China must guard against rebound in shadow lending, banking regulator warns
CGTN
A bank clerk counts Chinese yuan banknotes at a branch of Industrial and Commercial Bank of China in Huaibei, Anhui Province. /Reuters

A bank clerk counts Chinese yuan banknotes at a branch of Industrial and Commercial Bank of China in Huaibei, Anhui Province. /Reuters

China must guard against any rebound in off-balance sheet lending in the so-called shadow banking sector and must dispose of non-performing assets as soon as possible, the head of the country's banking and insurance regulator said on Sunday.

In recent years, China has clamped down on shadow banking, concerned about the hidden risks in the high volume of complex and potentially risky loans in the sector.

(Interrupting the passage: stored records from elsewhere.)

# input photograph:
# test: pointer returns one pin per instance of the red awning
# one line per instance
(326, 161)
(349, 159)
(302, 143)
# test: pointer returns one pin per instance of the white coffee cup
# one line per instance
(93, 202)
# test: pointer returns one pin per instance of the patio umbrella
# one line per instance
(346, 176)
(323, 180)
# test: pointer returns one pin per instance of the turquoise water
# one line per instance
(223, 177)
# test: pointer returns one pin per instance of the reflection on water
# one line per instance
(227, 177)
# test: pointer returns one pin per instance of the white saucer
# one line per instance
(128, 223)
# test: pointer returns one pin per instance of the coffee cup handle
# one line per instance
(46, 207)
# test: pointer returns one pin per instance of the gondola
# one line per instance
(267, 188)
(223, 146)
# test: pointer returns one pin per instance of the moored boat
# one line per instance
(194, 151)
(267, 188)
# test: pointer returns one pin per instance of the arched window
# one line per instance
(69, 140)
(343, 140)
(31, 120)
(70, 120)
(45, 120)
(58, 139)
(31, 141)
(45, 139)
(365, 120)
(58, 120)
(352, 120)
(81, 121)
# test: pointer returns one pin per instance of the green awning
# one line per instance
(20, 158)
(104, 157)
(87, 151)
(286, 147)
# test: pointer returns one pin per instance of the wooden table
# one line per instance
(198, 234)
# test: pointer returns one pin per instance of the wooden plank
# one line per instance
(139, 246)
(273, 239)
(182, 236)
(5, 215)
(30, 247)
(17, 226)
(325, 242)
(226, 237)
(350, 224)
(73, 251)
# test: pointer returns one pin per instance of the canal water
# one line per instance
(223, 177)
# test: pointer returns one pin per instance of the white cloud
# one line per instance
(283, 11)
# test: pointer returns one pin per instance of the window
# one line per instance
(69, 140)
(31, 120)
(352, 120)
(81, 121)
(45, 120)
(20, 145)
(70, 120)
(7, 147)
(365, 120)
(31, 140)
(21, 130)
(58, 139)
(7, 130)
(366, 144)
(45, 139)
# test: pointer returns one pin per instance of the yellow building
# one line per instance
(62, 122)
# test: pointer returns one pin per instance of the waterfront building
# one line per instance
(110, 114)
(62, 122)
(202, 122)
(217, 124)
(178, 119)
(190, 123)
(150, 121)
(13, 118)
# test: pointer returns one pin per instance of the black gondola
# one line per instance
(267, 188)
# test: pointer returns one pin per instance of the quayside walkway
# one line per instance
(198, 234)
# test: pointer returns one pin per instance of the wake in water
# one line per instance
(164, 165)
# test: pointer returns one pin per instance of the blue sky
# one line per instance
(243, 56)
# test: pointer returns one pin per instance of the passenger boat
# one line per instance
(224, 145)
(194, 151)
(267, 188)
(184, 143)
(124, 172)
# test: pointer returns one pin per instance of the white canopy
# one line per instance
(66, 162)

But as a weakening economy puts pressure on businesses and individuals, authorities fear shadow lending and illegal loans might surge.

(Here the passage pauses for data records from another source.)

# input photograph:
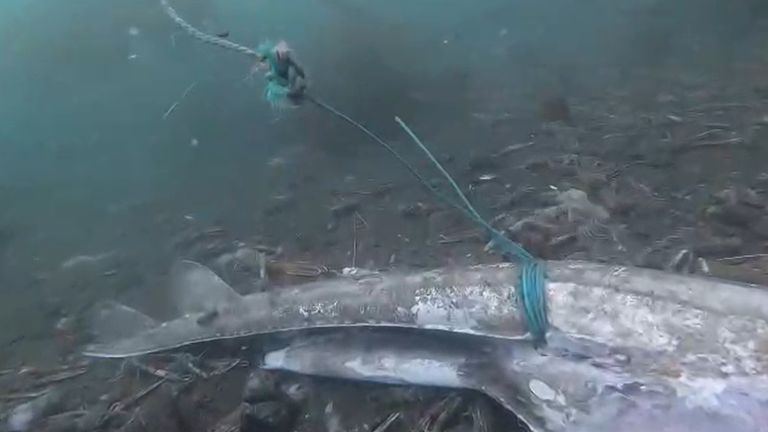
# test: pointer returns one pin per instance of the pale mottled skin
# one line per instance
(692, 325)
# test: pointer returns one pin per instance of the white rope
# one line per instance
(204, 37)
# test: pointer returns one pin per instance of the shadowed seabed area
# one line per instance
(629, 133)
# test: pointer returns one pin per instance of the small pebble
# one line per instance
(259, 387)
(269, 416)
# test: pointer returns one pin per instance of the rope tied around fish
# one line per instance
(282, 90)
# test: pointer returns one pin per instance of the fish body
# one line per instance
(702, 325)
(639, 348)
(549, 393)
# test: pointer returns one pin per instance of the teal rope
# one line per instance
(531, 287)
(532, 277)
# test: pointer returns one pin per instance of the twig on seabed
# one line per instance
(160, 373)
(354, 242)
(743, 257)
(61, 376)
(26, 395)
(717, 143)
(719, 106)
(383, 426)
(126, 403)
(359, 216)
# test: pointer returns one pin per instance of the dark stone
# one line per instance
(271, 416)
(733, 214)
(260, 386)
(761, 227)
(483, 163)
(345, 209)
(418, 210)
(718, 247)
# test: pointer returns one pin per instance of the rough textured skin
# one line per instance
(547, 392)
(692, 324)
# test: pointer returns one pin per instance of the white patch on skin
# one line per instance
(541, 390)
(275, 359)
(414, 371)
(459, 307)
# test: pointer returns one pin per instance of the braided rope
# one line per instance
(205, 37)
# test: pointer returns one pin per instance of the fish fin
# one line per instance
(111, 321)
(513, 398)
(197, 289)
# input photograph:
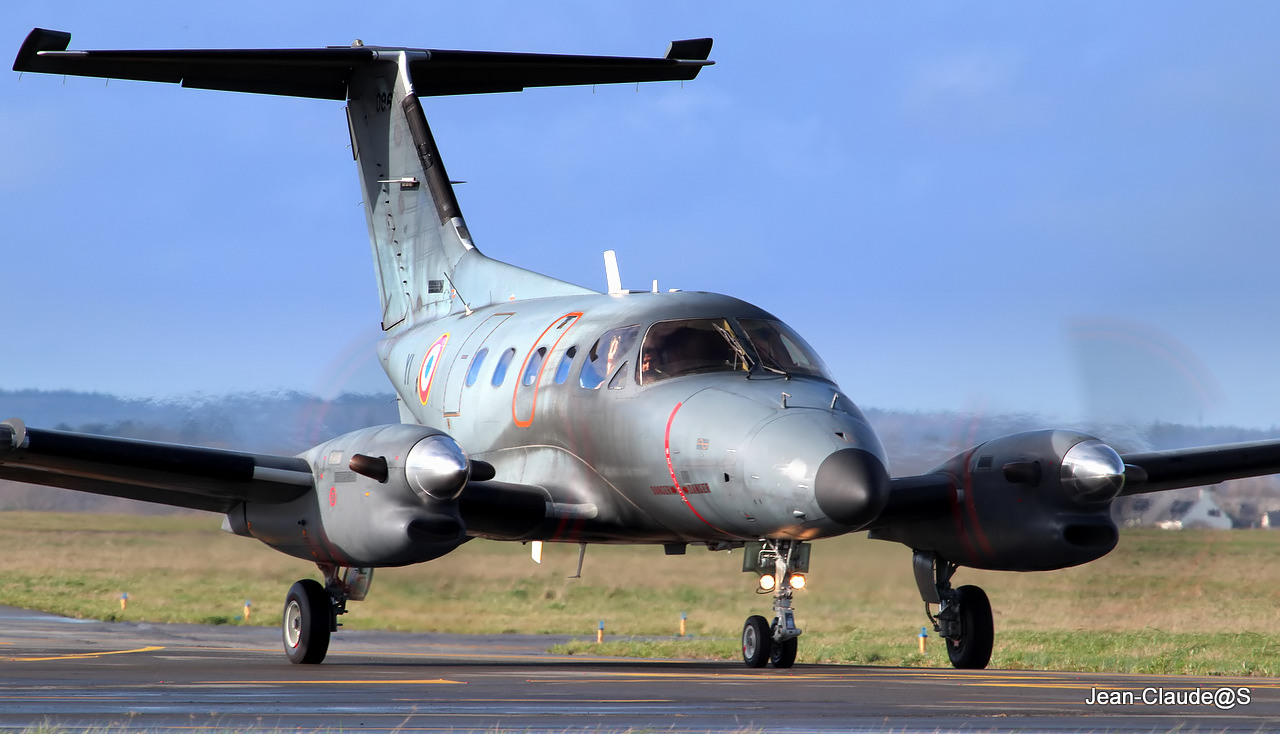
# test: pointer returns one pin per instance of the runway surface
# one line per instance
(140, 676)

After the outbreak of the new coronavirus this year, high-risk banks with complex structures may stage a comeback, Guo Shuqing, chairman of the China Banking and Insurance Regulatory Commission, wrote in an article published in the Qiushi Journal, a flagship magazine of the Communist Party of China Central Committee.

"A slight relaxation of regulations may lead to a full resurgence and all previous efforts would go to waste," Guo wrote.

Due to COVID-19, leverage is expected to rebound significantly in the Chinese economy this year and bad debts of financial institutions may rise substantially, he warned.

After the "black swan" epidemic, it is inevitable that asset quality will deteriorate and, due to a time lag, the current asset classification has not accurately reflected the true risk, he wrote.

A "black swan" event refers to an unforeseen occurrence that typically has extreme consequences.

Financial institutions should dispose of non-performing assets as early as possible and covering up would only bring serious consequences, Guo said.

China should also implement targeted measures in dealing with institutions with varying levels of risk, he said.

Outside of China, external factors could also threaten financial security, Guo said.

Current international cooperation is not ideal, and the U.S. entity list imposed on some companies including Chinese firms has added uncertainty to the global economic recovery and disrupted financial stability and security, he said.

Washington restricts sales of U.S. goods to companies on its entity list.